10) a tax on the rental value of land is a million miles from being a "wealth tax". In contrast, income tax, VAT and NIC are a wealth tax and are payable every time goods and services, i.e. real wealth, is exchanged for other wealth.
If it were a real "wealth tax", then the tax on a real mansion would be higher than on a small but valuable London home (buildings are real wealth or capital, indisputably).
The nice large building is probably real wealth, the small one is less so.
11) The people who own £2 million+ homes are those least likely to want to start a business.
Either they are foreigners parking their money or they are Poor Widows. Most businesses are started by people who did not strike it rich in the house price lottery and who want to earn proper money from scratch.
There is a negative correlation between people who own expensive homes and who start businesses - that is back to front. What people do it start a business and if it is successful, sell up and buy a nice home and go into semi-retirement.
12) He is a twat, the official proposed name is not "mansion tax", he just calls it that and then says it's not a tax on mansions.
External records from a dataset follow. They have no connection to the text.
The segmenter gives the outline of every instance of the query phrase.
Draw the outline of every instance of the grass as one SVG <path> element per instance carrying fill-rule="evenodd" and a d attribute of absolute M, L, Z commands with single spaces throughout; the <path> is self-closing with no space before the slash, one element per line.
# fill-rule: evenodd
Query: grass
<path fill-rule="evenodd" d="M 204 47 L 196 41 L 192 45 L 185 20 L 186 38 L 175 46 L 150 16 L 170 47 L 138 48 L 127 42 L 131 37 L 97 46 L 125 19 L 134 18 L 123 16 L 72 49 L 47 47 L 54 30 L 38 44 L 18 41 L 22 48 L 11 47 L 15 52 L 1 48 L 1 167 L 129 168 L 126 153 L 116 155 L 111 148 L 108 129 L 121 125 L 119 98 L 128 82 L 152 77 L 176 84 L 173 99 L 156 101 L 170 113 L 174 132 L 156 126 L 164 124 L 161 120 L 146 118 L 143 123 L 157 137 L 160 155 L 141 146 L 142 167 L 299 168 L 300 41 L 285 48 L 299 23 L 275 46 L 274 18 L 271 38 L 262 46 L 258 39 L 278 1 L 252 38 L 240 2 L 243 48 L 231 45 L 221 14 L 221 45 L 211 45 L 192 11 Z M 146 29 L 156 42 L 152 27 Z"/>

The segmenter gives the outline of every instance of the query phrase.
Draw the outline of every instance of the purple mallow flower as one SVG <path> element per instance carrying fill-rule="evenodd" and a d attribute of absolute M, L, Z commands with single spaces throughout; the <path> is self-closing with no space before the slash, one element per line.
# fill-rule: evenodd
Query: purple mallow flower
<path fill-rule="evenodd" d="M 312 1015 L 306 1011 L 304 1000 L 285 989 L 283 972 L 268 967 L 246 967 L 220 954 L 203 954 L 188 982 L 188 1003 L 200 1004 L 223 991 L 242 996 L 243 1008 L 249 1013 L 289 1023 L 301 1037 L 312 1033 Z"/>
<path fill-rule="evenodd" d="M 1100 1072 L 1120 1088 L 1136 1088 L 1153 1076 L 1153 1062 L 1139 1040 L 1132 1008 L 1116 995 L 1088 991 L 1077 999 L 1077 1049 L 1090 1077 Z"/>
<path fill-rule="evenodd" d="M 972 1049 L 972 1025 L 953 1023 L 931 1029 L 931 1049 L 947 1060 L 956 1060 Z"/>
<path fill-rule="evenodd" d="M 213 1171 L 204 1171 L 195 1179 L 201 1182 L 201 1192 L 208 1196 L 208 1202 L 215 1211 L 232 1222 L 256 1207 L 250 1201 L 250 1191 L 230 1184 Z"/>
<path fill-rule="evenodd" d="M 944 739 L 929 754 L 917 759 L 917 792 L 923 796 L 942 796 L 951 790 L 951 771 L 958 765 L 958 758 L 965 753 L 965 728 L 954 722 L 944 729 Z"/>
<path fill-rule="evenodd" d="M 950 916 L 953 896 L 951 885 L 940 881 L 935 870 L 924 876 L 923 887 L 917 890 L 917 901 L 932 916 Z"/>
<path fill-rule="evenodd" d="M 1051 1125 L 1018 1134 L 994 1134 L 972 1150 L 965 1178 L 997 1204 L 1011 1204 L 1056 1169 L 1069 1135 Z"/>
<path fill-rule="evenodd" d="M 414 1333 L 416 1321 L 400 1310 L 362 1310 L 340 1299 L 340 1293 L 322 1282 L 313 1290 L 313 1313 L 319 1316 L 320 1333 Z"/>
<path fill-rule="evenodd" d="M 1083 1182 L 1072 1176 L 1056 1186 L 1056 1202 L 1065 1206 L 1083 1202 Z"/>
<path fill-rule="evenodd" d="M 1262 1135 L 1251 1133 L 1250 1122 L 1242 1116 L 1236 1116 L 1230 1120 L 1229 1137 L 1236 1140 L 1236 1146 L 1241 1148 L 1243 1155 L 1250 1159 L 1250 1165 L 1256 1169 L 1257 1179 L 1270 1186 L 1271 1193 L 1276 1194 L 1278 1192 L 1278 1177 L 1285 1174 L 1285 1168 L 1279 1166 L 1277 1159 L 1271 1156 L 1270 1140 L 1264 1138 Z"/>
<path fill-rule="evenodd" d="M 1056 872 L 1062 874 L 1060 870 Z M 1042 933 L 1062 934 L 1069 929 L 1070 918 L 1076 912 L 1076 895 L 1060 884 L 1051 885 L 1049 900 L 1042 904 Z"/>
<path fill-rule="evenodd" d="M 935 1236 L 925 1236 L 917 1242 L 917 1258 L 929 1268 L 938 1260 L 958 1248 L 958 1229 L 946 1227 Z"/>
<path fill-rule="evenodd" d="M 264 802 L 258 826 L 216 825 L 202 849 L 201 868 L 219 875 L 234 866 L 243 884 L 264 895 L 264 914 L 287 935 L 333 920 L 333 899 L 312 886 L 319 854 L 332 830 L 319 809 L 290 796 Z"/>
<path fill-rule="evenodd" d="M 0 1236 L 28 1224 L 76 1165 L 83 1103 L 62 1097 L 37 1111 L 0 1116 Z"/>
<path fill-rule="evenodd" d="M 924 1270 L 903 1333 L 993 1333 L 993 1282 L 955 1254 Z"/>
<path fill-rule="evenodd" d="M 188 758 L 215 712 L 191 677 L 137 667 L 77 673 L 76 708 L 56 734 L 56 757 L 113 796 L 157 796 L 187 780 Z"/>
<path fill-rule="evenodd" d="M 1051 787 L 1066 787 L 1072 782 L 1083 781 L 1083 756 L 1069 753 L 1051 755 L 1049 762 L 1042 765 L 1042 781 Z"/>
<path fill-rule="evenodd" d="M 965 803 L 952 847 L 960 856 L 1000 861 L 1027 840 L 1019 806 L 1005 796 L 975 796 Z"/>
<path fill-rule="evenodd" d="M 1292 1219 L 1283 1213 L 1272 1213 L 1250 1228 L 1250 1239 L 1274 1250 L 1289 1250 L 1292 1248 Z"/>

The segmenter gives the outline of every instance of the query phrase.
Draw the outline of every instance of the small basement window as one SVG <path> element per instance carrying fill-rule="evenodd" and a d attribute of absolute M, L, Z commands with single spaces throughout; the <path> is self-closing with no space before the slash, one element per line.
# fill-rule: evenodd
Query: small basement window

Well no of course it isn't, it's a crude but modest tax on the rental value of land.
Then he and his ilk wail that it's not even a proper "wealth tax" because you can't offset mortgage debts (like with IHT). Well of course not because it is simply not a "wealth tax" in the first place.
So what this adds up to is they apply two complete misdescriptions to the tax and then slag it off for not being what they just misdescribed it as.
Its like saying that Tobacco Duty is supposed to be a tax on bicycles, but a) fails by not taxing bicycles and b) fails again because even if it were a tax on bicycles, bicycles are A Good Thing and should be encouraged.
13) He is complete and utter stupid ****. Or did you already say that?
"And apparently a professor of economics. Jesus."
I think "Judas" would be a better epithet.